The game core provides a set of display items for each location
to the UI, rather than a single display char. For example a
monster on an item on a trap can be represented logically.
The curses UI displays the alternatives by blinking between them
(unless you disable blinking in the options).

- Mersenne twister random number generator
An OS independent RNG with known state was required in order to
make game logs replayable. The mersenne twister is the best
choice.

- Re-runnable game core.
Several of the main data structures have been made const, all
others are carefully re-initialized when a game is started or
loaded.
This makes it possible to have a main menu for starting games,
viewing the top ten or changing options.
Previously this was not possible, as the altered global state
from one game would have affected a second, so exiting was the
only option.

- No more level files and no more lock files.
All levels are now kept in memory at all times. This makes a lot
of locking unnecessary. It also allows viewing of levels you are
not currently on.
The only remaining locking is of active game logs via OS
mechanisms which are not based on files: fcntl on UNIX and
LockFile on Windows.
(For a game where all levels have been visited, this change could
result in up to 5 Mb of extra memory use! The horror!!)
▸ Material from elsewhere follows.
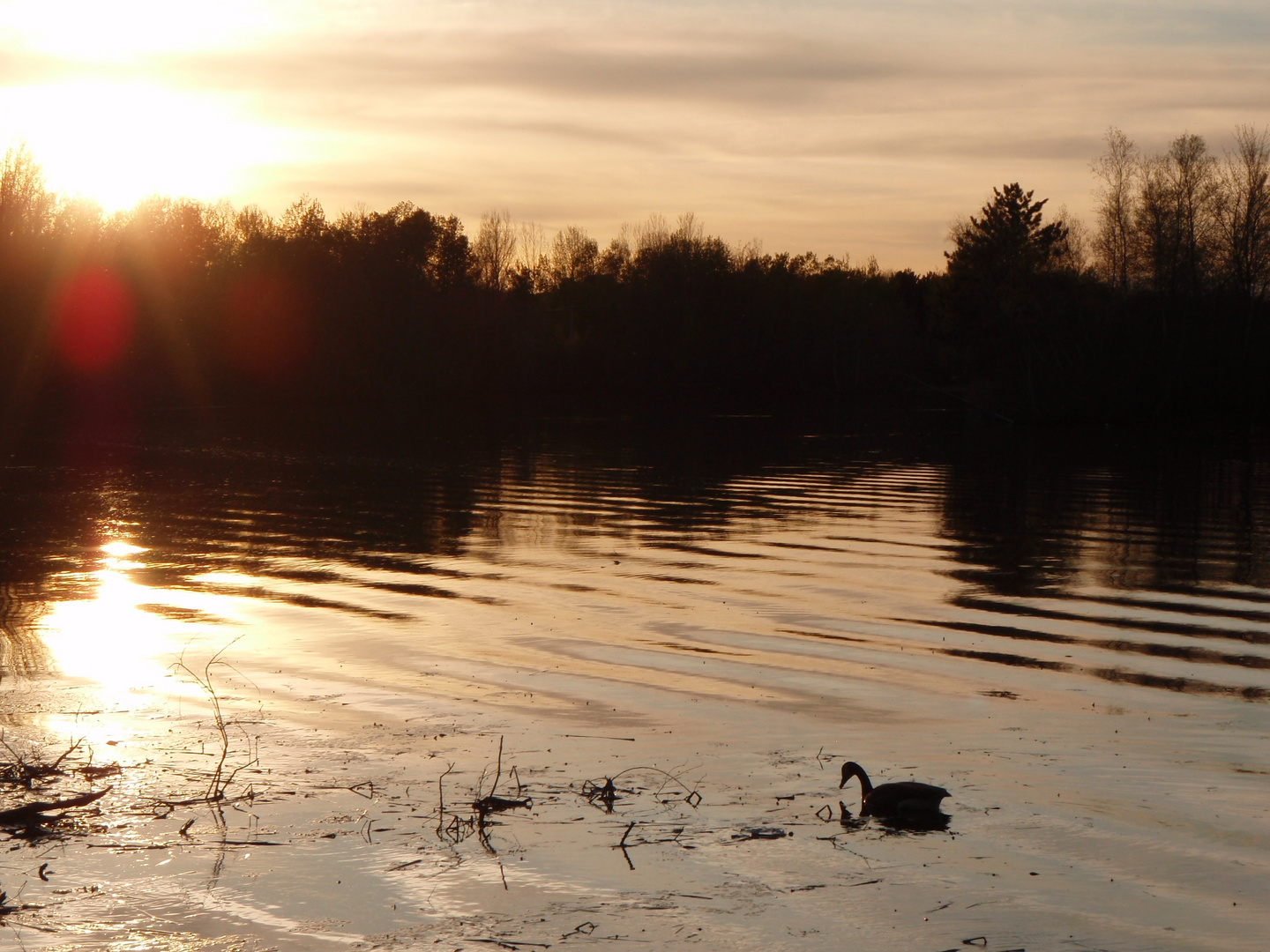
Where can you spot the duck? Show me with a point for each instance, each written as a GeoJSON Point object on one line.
{"type": "Point", "coordinates": [903, 799]}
- No more support for antique systems and compilers
Support for everything that belongs in a computer history museum
has been removed: BE, DOS, Classic Mac, Atari, VMS, etc ...
The list of supported compilers has likewise been reduced to gcc,
clang and msvc (and probably Intel's compiler, too).
This allowed the removal of lots and lots of crufty code and
compat macros.

- Code cleanups
The number of "#ifdef FOO" has been cut down from 1938 to just 51
That makes the code much more readable, because the indentation
isn't being interrupted every couple of lines. To this end almost
all compile options that didn't become birth options were enabled
unconditionally or removed.
All functions have been converted to use standard prototypes
rather than K&R declarations. Ugly things like prototype widening
and the follow-on #defines went away.
Tools like git diff can now correctly show what function a line
or change is in.
All instances of the keyword "register" have been removed -
optimizing compilers handle this for us. Likewise NEARDATA which
only made sense on 16-bit computers.

- New build system: Cmake
On Linux you get safe parallel builds with pretty colorized
output, on Windows the generated Visual Studio 2010 project
builds without problems.


Game features:
- Autopickup rules
Real rule sets that control what gets picked up replace the
pickup list + exceptions system. Rules can match based on the
name, object type and BUC status.
The following example rule set picks up all food as well as
lizard corpses, but no other corpses:
1. IF name matches "*lizard*" AND type is "food": < GRAB
2. IF name matches "*corpse*" AND type is "food": LEAVE >
3. IF type is "food": < GRAB
Rules are evaluated in order until a matching rule is found. If
no rule matches, the item is left behind by default.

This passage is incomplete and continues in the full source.